This page describes how to reproduce the DeepImpact experiments in the following paper:
Antonio Mallia, Omar Khattab, Nicola Tonellotto, and Torsten Suel. Learning Passage Impacts for Inverted Indexes. SIGIR 2021.
Here, we start with a version of the MS MARCO passage corpus that has already been processed with DeepImpact, i.e., gone through document expansion and term reweighting. Thus, no neural inference is involved.
You can skip the data prep and indexing steps if you use our pre-built indexes. Skip directly down to the "Retrieval" section below.
We're going to use the repository's root directory as the working directory. First, we need to download and extract the MS MARCO passage dataset with DeepImpact processing:
wget https://rgw.cs.uwaterloo.ca/JIMMYLIN-bucket0/data/msmarco-passage-deepimpact.tar -P collections/
tar xvf collections/msmarco-passage-deepimpact.tar -C collections/
To confirm, msmarco-passage-deepimpact.tar
is 3.6 GB and has MD5 checksum fe827eb13ca3270bebe26b3f6b99f550
.
We can now index these docs:
python -m pyserini.index.lucene \
--collection JsonVectorCollection \
--input collections/msmarco-passage-deepimpact/ \
--index indexes/lucene-index.msmarco-passage-deepimpact/ \
--generator DefaultLuceneDocumentGenerator \
--threads 12 \
--impact --pretokenized
The important indexing options to note here are --impact --pretokenized
: the first tells Anserini not to encode BM25 doclengths into Lucene's norms (which is the default) and the second option says not to apply any additional tokenization on the DeepImpact tokens.
Upon completion, we should have an index with 8,841,823 documents. The indexing speed may vary; on a modern desktop with an SSD (using 12 threads, per above), indexing takes around 15 minutes.
If you've skipped the data prep and indexing steps and wish to directly use our pre-built indexes, use
--index msmarco-passage-deepimpact
in the command below.
To ensure that the tokenization in the index aligns exactly with the queries, we use pre-tokenized queries, which are already included in Pyserini.
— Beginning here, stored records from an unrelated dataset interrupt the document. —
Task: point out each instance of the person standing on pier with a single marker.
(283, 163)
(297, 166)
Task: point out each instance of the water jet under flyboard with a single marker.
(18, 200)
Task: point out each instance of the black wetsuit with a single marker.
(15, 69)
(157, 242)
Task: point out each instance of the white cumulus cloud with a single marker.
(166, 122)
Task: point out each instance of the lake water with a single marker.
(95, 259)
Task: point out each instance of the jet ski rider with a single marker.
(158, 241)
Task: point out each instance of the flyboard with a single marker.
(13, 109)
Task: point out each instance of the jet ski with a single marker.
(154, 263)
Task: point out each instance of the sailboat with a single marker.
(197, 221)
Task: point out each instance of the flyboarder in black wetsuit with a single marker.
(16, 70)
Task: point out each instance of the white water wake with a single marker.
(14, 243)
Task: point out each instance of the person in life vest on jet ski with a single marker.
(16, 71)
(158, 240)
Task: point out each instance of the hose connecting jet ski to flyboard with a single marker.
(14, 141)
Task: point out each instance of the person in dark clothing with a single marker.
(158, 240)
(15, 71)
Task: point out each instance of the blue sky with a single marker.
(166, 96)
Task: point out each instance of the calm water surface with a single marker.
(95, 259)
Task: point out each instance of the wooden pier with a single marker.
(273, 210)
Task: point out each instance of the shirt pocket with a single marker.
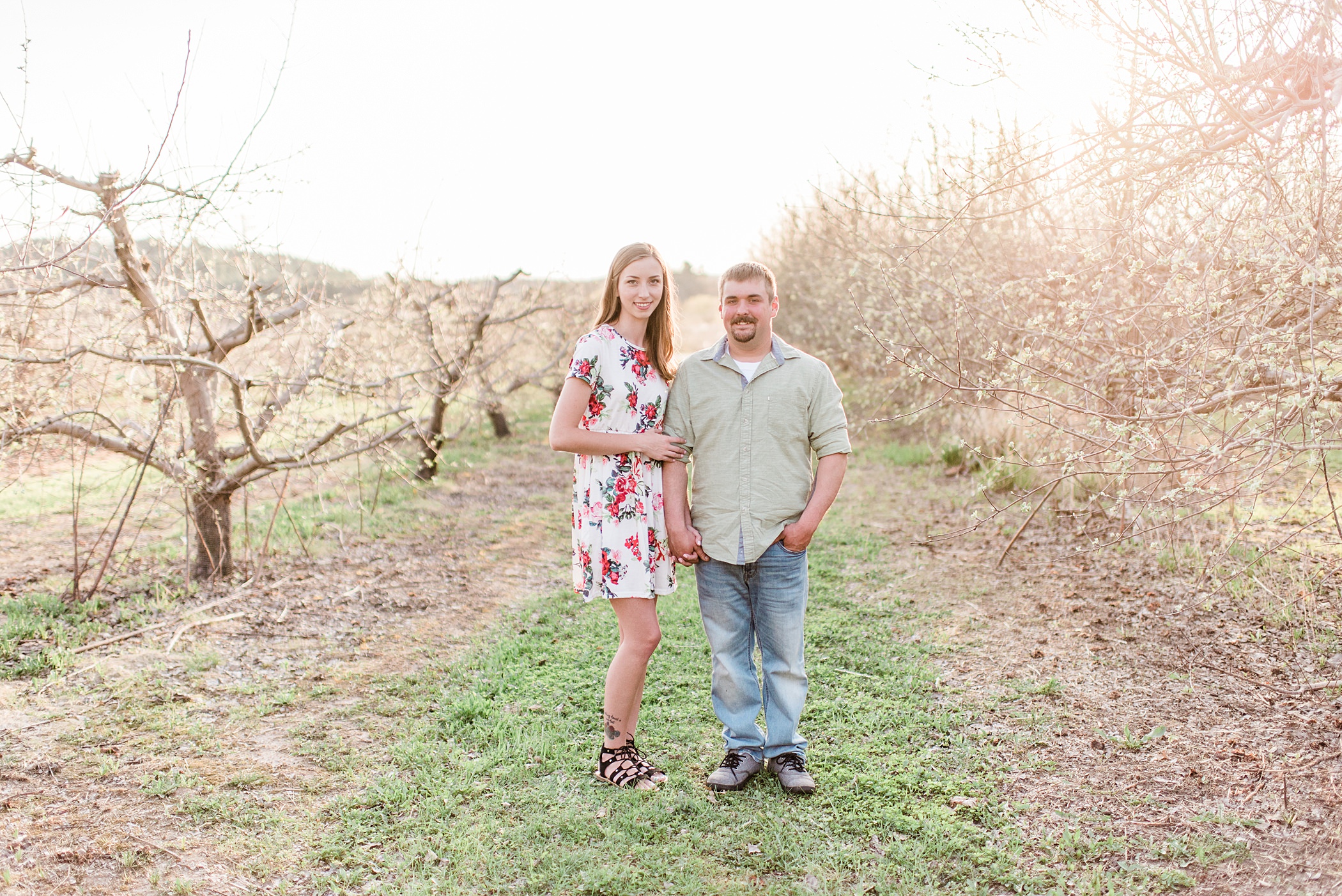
(788, 415)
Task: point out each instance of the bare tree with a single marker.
(474, 334)
(1150, 306)
(227, 360)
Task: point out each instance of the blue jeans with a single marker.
(762, 603)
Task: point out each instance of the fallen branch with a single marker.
(162, 848)
(1295, 693)
(210, 621)
(105, 642)
(1336, 754)
(1003, 555)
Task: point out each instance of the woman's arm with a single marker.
(567, 435)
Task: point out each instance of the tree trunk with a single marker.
(434, 439)
(495, 411)
(212, 517)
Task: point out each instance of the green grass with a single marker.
(491, 788)
(897, 454)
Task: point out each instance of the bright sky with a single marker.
(472, 139)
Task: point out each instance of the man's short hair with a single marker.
(746, 272)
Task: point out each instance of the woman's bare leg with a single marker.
(639, 637)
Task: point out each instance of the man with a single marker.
(752, 412)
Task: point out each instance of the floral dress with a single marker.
(619, 529)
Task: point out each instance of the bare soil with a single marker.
(1133, 649)
(293, 693)
(74, 815)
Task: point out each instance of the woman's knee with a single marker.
(643, 642)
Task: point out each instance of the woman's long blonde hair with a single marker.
(661, 336)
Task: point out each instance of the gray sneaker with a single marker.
(736, 770)
(792, 773)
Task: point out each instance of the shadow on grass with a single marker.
(493, 789)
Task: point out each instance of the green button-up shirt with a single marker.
(750, 443)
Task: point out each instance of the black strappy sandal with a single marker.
(623, 768)
(650, 771)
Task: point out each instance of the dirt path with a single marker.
(118, 778)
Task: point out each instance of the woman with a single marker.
(610, 415)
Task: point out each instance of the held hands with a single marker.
(796, 537)
(656, 445)
(686, 545)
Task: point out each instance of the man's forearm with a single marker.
(829, 472)
(677, 507)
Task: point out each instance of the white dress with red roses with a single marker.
(619, 529)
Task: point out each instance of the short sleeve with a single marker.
(828, 423)
(585, 355)
(678, 422)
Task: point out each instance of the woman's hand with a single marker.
(656, 445)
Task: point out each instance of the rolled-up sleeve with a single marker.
(678, 422)
(828, 423)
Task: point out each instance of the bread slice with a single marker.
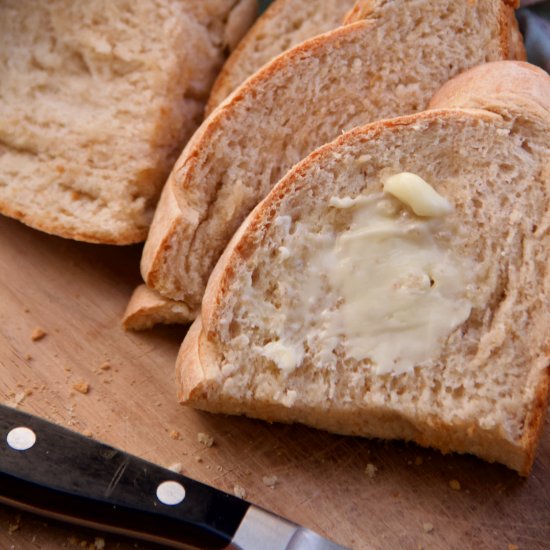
(388, 63)
(335, 305)
(97, 99)
(285, 24)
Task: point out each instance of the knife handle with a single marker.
(70, 477)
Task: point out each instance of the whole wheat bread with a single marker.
(285, 24)
(148, 308)
(389, 62)
(262, 346)
(97, 99)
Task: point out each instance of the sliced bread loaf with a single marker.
(97, 99)
(386, 64)
(284, 24)
(396, 282)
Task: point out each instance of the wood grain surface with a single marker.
(361, 493)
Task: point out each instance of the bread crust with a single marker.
(197, 366)
(170, 274)
(74, 160)
(273, 20)
(147, 308)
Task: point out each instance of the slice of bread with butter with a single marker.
(396, 282)
(387, 61)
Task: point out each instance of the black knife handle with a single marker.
(75, 478)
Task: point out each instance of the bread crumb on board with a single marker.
(16, 525)
(37, 334)
(454, 484)
(205, 439)
(428, 527)
(270, 481)
(371, 470)
(82, 387)
(239, 491)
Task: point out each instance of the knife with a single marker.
(53, 471)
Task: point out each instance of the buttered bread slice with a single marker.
(387, 61)
(395, 283)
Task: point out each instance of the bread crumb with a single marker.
(82, 387)
(37, 334)
(239, 491)
(177, 467)
(205, 439)
(270, 481)
(15, 526)
(371, 470)
(454, 484)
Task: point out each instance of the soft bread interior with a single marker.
(484, 390)
(97, 100)
(386, 65)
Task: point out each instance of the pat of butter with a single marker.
(402, 292)
(419, 195)
(286, 356)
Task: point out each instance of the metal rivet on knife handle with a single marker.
(21, 438)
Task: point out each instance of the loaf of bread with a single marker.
(388, 62)
(396, 283)
(97, 99)
(285, 24)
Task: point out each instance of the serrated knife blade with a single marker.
(53, 471)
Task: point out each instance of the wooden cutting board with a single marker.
(362, 494)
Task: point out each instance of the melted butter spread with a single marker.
(401, 293)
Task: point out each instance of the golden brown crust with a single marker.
(501, 87)
(189, 371)
(223, 83)
(93, 235)
(147, 308)
(534, 423)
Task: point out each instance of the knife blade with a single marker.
(53, 471)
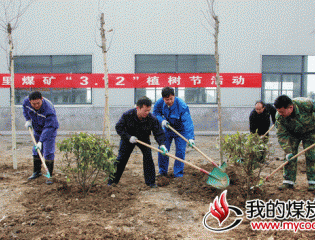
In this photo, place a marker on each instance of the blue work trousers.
(180, 152)
(48, 147)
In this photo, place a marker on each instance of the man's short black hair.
(167, 91)
(283, 101)
(35, 95)
(261, 102)
(144, 101)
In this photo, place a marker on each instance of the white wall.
(248, 29)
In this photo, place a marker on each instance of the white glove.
(165, 124)
(191, 142)
(163, 148)
(133, 139)
(38, 146)
(28, 124)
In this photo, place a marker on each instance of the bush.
(249, 151)
(85, 157)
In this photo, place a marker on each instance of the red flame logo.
(220, 212)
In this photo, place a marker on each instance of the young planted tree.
(106, 127)
(85, 156)
(11, 12)
(250, 152)
(213, 20)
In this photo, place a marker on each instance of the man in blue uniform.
(40, 115)
(138, 123)
(173, 111)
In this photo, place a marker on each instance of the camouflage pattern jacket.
(299, 125)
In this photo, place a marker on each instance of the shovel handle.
(173, 156)
(216, 165)
(38, 151)
(285, 163)
(268, 131)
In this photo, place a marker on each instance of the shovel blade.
(223, 167)
(47, 175)
(218, 179)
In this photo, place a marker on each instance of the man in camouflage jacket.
(295, 123)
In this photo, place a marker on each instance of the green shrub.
(249, 151)
(85, 157)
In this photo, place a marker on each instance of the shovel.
(261, 182)
(216, 178)
(221, 168)
(40, 154)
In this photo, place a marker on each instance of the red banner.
(137, 80)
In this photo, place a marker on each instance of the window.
(55, 64)
(292, 75)
(164, 63)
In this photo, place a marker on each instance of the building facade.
(271, 38)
We can run retrieval as follows:
python -m pyserini.search.lucene \
--index indexes/lucene-index.msmarco-passage-deepimpact/ \
--topics msmarco-passage-dev-subset-deepimpact \
--output runs/run.msmarco-passage-deepimpact.tsv \
--output-format msmarco \
--batch 36 --threads 12 \
--hits 1000 \
--impact
Note that the important option here is --impact
, where we specify impact scoring.
A complete run should take around five minutes.
The output is in MS MARCO output format, so we can directly evaluate:
python -m pyserini.eval.msmarco_passage_eval msmarco-passage-dev-subset runs/run.msmarco-passage-deepimpact.tsv
The results should be as follows:
#####################
MRR @10: 0.3252764133351524
QueriesRanked: 6980
#####################
The final evaluation metric is very close to the one reported in the paper (0.326).